President of Land O’Lakes Reflects on Experience in Rural America and Her Drive for Better Broadband
Beth Ford spoke at the ACA Connects’ Independent Show on Wednesday.
WASHINGTON, October 6, 2021 – Through her experience running a 100-year-old farmers’ cooperative, Beth Ford said she saw firsthand the importance of connectivity, and in response her company created the American Connection Project with the mission of fostering long-term digital access and inclusion in rural America.
As the president of Land O’Lakes and the keynote speaker for the Independent Show, a virtual conference held by ACA Connects, Ford said her company has partnered with 170 different organizations including Microsoft, Lumen, Nestle, Dell, Hershey, Google Fiber, Baylor Scoot & White, Scholastic, and Hewlett Packard in advocacy efforts asking for funding, resources and policy changes from the federal government to close the digital divide in rural America.
To Ford, this is an issue of national security. Without widespread access to broadband, there is a marked reduction in food security, healthcare, and education. Ford believes the nation would be stronger with better broadband and is weaker because of digital inequity.
The American Connection Project created a fellowship, the American Connection Corps, with the express purpose of taking educated young people who’ve recently graduated college and are returning to their rural hometowns to assist with the boots-on-the-ground effort to boost local connectivity.

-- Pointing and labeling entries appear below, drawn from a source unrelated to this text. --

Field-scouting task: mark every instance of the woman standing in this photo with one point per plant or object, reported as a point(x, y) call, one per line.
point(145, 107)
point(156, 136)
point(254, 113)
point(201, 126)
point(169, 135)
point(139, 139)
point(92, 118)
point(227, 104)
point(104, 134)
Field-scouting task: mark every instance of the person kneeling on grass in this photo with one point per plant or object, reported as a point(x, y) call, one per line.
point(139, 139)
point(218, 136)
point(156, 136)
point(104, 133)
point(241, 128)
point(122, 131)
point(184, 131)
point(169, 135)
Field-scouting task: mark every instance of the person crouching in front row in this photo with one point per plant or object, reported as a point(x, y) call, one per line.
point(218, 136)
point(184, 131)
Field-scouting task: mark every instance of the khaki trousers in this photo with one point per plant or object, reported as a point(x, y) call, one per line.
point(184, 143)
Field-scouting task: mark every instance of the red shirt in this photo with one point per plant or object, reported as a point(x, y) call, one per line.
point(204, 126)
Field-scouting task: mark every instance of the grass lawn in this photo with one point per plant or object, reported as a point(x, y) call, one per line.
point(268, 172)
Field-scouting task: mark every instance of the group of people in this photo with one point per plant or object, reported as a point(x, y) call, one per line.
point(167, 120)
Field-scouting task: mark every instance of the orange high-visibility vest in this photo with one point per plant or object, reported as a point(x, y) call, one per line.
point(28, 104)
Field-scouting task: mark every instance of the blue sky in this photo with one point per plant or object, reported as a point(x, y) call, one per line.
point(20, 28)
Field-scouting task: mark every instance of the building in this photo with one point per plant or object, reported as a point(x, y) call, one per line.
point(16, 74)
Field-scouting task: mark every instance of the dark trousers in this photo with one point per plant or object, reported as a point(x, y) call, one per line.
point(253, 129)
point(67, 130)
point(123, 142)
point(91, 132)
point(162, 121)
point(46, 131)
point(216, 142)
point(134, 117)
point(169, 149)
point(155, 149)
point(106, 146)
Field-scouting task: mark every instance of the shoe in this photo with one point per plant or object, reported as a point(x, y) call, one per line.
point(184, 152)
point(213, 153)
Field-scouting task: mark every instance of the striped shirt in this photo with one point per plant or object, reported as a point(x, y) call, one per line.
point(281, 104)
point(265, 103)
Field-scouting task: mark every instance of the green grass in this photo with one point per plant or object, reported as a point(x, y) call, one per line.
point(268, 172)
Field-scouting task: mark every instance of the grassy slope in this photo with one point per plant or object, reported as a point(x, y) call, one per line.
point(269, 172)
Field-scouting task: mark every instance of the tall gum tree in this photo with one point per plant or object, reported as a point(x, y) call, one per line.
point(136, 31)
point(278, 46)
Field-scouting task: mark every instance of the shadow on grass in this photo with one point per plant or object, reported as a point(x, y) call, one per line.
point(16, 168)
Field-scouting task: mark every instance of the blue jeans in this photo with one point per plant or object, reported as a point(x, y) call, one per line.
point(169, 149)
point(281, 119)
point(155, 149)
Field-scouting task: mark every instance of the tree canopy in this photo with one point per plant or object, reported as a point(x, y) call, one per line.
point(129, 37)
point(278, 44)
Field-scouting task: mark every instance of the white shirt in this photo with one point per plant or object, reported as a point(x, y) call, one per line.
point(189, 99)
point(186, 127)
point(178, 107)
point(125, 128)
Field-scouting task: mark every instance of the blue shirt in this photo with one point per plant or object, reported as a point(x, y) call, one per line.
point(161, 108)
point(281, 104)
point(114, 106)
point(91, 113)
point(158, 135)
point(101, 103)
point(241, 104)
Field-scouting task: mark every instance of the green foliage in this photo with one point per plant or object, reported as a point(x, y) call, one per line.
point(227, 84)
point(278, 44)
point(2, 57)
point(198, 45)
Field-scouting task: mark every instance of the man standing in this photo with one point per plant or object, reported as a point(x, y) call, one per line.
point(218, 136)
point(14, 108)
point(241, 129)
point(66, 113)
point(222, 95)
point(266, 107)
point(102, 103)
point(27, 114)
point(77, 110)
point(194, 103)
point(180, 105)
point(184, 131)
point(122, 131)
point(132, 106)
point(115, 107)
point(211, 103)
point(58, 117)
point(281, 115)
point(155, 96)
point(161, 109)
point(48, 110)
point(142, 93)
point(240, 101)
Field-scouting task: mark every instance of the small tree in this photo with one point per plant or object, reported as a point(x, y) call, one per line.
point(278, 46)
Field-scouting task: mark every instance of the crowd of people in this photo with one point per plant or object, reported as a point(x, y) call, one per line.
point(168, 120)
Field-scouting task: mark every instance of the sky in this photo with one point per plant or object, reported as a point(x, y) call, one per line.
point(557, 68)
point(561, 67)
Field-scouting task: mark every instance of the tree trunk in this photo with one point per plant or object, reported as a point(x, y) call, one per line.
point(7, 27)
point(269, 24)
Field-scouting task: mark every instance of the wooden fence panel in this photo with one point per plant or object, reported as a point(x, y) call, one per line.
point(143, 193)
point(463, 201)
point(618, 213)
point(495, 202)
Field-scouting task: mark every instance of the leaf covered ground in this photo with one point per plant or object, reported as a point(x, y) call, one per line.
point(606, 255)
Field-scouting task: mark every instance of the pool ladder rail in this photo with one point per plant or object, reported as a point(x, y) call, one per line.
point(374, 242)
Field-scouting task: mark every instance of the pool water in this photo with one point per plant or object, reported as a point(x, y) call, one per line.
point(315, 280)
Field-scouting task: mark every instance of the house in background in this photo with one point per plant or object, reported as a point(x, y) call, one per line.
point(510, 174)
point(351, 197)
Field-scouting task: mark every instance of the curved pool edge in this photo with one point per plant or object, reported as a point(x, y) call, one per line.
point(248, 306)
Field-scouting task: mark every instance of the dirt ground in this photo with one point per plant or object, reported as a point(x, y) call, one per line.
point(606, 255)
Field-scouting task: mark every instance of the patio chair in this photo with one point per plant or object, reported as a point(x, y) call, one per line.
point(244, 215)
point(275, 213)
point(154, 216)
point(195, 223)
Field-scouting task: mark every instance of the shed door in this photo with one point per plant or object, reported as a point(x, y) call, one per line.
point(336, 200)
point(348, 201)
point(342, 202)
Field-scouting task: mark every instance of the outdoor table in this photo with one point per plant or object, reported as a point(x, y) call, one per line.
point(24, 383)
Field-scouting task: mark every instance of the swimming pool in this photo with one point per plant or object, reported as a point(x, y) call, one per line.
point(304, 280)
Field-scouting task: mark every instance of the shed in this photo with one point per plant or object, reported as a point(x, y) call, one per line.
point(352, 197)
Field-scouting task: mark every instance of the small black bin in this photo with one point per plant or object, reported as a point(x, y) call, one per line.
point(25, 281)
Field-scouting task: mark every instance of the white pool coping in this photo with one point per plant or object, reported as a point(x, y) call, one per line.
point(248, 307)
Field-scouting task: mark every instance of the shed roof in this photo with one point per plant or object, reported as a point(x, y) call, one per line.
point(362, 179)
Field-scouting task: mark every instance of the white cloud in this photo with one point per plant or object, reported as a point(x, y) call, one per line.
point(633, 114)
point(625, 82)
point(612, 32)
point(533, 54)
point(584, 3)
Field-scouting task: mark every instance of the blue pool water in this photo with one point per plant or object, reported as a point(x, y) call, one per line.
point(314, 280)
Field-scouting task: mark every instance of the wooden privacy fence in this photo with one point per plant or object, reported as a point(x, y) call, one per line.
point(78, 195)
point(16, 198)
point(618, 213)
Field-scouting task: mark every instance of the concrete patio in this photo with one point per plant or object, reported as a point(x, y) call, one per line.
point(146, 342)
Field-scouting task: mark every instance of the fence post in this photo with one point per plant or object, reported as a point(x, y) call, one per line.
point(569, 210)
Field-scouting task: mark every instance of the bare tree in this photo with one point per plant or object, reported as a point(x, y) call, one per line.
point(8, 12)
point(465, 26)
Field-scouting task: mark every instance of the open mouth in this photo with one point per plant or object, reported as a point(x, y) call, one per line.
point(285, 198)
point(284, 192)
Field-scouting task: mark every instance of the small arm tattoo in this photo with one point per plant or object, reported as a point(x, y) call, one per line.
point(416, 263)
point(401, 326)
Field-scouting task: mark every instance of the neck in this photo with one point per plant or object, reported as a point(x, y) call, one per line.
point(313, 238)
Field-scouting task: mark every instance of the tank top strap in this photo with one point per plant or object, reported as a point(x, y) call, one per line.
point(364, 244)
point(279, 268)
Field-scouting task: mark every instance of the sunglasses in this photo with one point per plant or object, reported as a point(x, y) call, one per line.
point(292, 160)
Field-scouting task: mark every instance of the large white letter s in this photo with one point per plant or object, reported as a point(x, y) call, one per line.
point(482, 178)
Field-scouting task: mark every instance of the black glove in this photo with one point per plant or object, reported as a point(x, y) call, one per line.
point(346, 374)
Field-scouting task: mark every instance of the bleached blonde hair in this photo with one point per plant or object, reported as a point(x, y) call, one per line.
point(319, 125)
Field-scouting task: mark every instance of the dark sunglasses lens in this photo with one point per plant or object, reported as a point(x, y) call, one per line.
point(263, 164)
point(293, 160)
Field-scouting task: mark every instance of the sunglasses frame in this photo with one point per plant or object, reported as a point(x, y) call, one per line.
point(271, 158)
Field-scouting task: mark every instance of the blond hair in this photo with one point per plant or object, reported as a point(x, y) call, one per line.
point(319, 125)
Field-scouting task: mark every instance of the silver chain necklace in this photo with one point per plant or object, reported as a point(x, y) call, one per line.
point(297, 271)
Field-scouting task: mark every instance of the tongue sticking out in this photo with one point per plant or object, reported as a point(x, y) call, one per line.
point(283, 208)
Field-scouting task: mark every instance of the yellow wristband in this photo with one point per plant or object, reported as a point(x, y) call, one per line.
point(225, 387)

Possibly the project’s greatest feat has been establishing more than 3000 free, public Wi-Fi locations throughout 49 states. Though they admit that this is a temporary solution that doesn’t get to the heart of the systemic issues which drive the digital divide, these stations are an empathetic resource which has touched thousands of lives.
Ford said she was thrilled by the bipartisan infrastructure bill, noting that although the $65 billion in proposed broadband funding didn’t reach their advocacy effort’s goal of $80 billion, it was huge price tag which will alter the American broadband landscape for the better.
Experiencing the importance of broadband
Ford said she learned the value of hard work shucking corn on her family farm in Sioux City, Iowa with her seven siblings, two sisters of which have found themselves as successful businesswomen in the telecommunications industry.
You may know Land O’Lakes from their butter, but the Fortune 200 company worth $15 billion is much, much more. Land O’Lakes is a 100-year-old farmers’ cooperative with subsidiaries such as a sustainable production business, exotic animal nutrition, the #1 producer of rice and tapioca pudding in the US and Canada, micro-ingredient distributers, egg producers, an NGO focused on facilitating farming practices in Africa, a South African herbicide producer and most recently the American Connection Project.
In her travels through rural America, Ford noticed that healthcare access and outcomes, food security and education were suffering. She found that the, “greatest enabler of our time is technology, is access to broadband.”
Broadband was the “basic wiring” which would spur job growth, population growth, food security, education and healthcare access which became even more apparent during the pandemic, she said, as our communities had to socially distance for the health and safety of our neighbors leading to the closure of many rural health facilities.